David Whittaker, CEO, Keystone Property Finance, commented: “There were no signs of the traditional summer slump this August, with the mortgage market experiencing a ‘mini boom’ and showing positive signs of recovery following an extremely challenging period. 

“Within the buy-to-let market, falling rates, pent up demand and the stamp duty holiday have no doubt acted as an incentive for landlords and investors to take this opportunity to diversify their property portfolios.”

Property buyers at all price tiers are digging deep to come up with a larger deposit to secure a stamp duty saving, and although many lenders may be treading with caution, they continue to make hay while the sun shines, according to Hugh Wade-Jones, managing director of Enness Global Mortgages. 

He commented: “This trend will continue to be driven forward by the high-end market who have far fewer obstacles in their way when obtaining a mortgage but still recognise that investing now makes good financial sense.”

The director of Benham and Reeves, Marc von Grundherr, agrees that there has been little to no let-up in the volume of homebuyers hitting the market despite a tightening of finance options available.

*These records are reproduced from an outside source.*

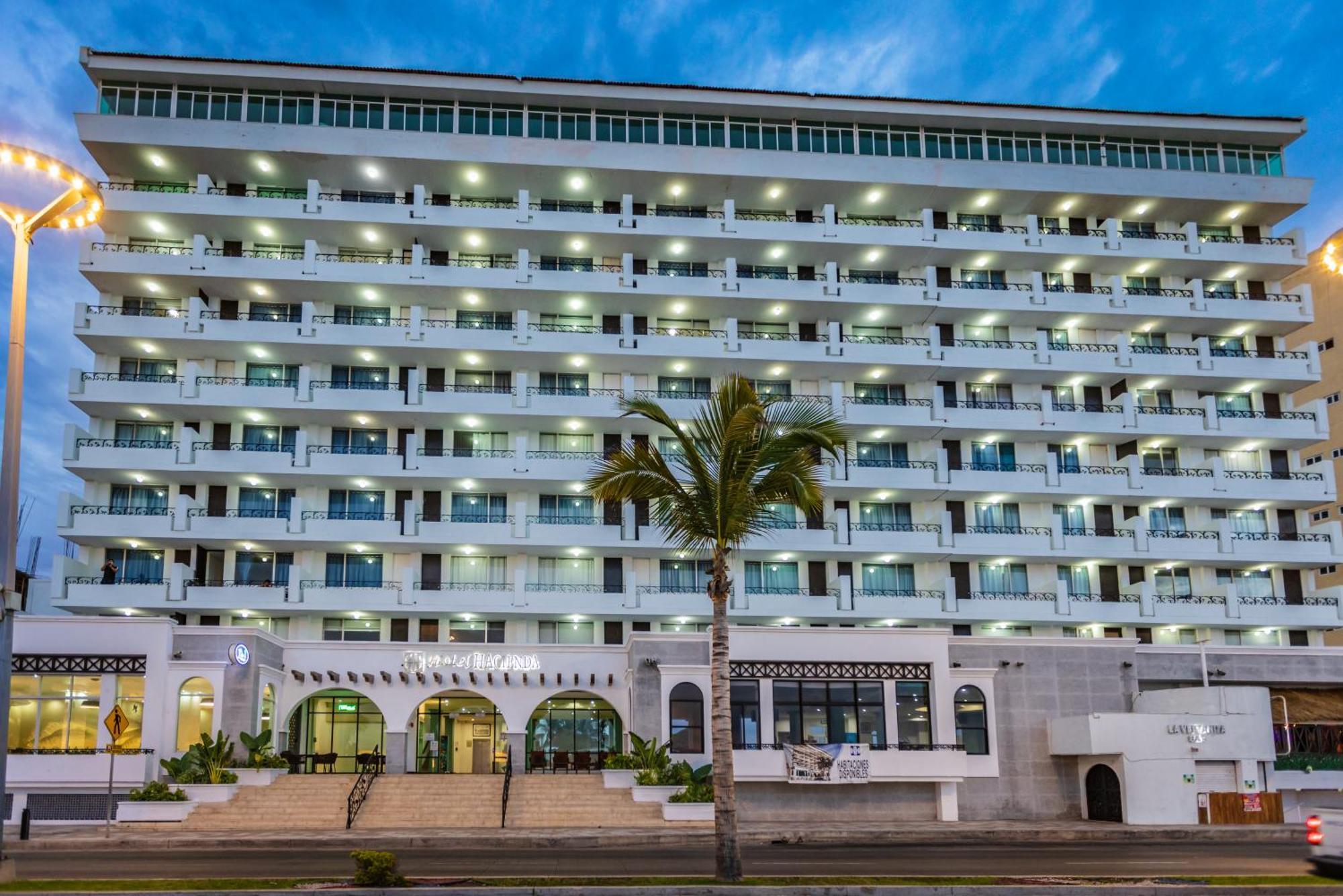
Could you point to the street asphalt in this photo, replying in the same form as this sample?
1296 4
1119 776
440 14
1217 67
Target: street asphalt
953 859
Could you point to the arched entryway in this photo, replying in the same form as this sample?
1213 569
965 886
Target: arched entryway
1103 795
335 732
460 733
571 732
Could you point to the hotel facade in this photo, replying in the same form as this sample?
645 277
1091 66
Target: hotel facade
361 334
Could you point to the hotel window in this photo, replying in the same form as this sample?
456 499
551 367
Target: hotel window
354 570
997 515
694 130
339 630
260 568
420 114
941 142
1078 579
276 107
566 570
829 713
343 503
1020 146
147 101
972 721
914 722
476 632
627 126
1003 579
759 133
772 579
143 435
558 632
277 627
214 103
686 717
882 140
56 713
825 137
892 580
343 110
138 565
746 714
195 711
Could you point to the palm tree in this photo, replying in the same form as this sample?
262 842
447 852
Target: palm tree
739 455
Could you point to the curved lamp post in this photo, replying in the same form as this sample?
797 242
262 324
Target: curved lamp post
79 205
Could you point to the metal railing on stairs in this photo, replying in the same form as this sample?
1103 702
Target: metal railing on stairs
359 793
508 780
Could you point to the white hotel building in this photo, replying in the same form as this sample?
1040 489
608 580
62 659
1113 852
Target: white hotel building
361 334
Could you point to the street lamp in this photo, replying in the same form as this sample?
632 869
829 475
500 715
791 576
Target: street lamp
79 205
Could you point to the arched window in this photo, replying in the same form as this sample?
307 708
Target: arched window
687 713
972 721
195 711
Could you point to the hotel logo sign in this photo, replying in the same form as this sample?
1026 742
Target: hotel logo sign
471 662
1196 733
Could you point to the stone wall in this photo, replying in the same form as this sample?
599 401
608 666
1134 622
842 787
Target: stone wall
1043 679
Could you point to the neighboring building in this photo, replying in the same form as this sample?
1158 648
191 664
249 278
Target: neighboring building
1326 334
347 385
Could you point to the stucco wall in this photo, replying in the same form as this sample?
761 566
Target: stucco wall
1058 678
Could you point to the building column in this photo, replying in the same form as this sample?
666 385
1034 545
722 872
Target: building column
947 807
396 752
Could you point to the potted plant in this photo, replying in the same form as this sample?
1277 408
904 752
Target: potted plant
156 801
203 770
263 766
657 785
695 801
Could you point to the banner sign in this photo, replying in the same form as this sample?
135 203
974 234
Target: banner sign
827 762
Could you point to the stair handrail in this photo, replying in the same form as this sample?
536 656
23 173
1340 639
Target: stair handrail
359 793
508 780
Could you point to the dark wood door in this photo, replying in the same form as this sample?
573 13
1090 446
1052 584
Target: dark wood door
1105 801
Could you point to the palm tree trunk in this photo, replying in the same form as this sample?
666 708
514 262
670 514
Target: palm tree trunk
727 850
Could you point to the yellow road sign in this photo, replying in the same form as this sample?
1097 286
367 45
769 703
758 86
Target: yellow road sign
116 724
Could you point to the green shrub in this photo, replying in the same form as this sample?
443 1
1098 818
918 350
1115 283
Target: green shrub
375 868
158 792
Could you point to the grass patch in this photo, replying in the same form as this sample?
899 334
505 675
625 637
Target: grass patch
228 885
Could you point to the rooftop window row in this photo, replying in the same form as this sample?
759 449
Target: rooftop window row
624 126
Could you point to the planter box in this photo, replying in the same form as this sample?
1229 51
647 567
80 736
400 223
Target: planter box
653 795
616 779
177 811
259 777
688 812
210 793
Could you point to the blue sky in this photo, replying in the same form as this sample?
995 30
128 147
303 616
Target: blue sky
1228 56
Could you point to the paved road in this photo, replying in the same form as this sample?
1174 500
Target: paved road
1082 859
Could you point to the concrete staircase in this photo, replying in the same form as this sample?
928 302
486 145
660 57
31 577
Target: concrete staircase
292 801
578 801
433 801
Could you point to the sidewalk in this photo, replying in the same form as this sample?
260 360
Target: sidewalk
88 838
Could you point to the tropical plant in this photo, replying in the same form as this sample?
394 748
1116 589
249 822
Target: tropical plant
158 792
377 868
737 458
700 789
649 754
213 756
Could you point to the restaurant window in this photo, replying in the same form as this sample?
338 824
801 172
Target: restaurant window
914 722
687 718
829 713
195 711
972 721
54 713
746 714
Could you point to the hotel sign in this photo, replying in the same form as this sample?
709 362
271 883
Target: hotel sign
471 662
1196 733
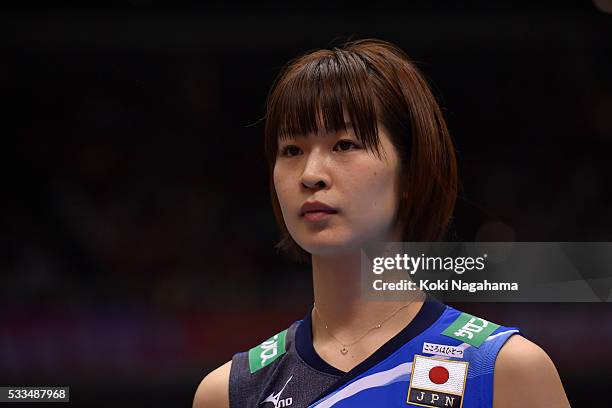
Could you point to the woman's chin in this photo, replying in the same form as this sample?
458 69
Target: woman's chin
330 247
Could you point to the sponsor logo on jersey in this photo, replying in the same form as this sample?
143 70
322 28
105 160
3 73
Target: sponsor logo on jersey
276 399
443 350
470 329
435 382
267 352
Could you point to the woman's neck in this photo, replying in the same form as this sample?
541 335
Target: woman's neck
348 315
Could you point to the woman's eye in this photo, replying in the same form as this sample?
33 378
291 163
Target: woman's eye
345 145
290 151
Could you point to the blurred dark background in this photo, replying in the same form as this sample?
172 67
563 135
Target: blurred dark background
136 234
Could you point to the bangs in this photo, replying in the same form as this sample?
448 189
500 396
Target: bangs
315 94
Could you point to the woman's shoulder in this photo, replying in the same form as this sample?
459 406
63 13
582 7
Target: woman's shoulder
213 391
526 376
246 371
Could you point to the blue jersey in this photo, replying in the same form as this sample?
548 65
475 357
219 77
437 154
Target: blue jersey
443 358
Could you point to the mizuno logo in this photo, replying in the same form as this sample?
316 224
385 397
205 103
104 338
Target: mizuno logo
275 398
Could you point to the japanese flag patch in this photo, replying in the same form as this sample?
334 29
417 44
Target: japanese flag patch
436 382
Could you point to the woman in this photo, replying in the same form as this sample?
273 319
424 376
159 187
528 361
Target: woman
359 151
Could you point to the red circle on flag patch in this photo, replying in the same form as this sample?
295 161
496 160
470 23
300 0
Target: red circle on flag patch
438 375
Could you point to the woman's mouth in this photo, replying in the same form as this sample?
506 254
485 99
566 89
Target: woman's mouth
316 211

He said: “Where they may have been traditionally buying with a 15% to 20% deposit, they’re now stretching to as much as 30%. They are doing so to not only to take advantage of the favourable rates currently on offer but to secure a stamp duty saving in the process.

“Since the stamp duty holiday was announced, the number of mortgage approvals seen on a monthly basis has more than doubled, and so the boost it has given the market can not be underestimated.”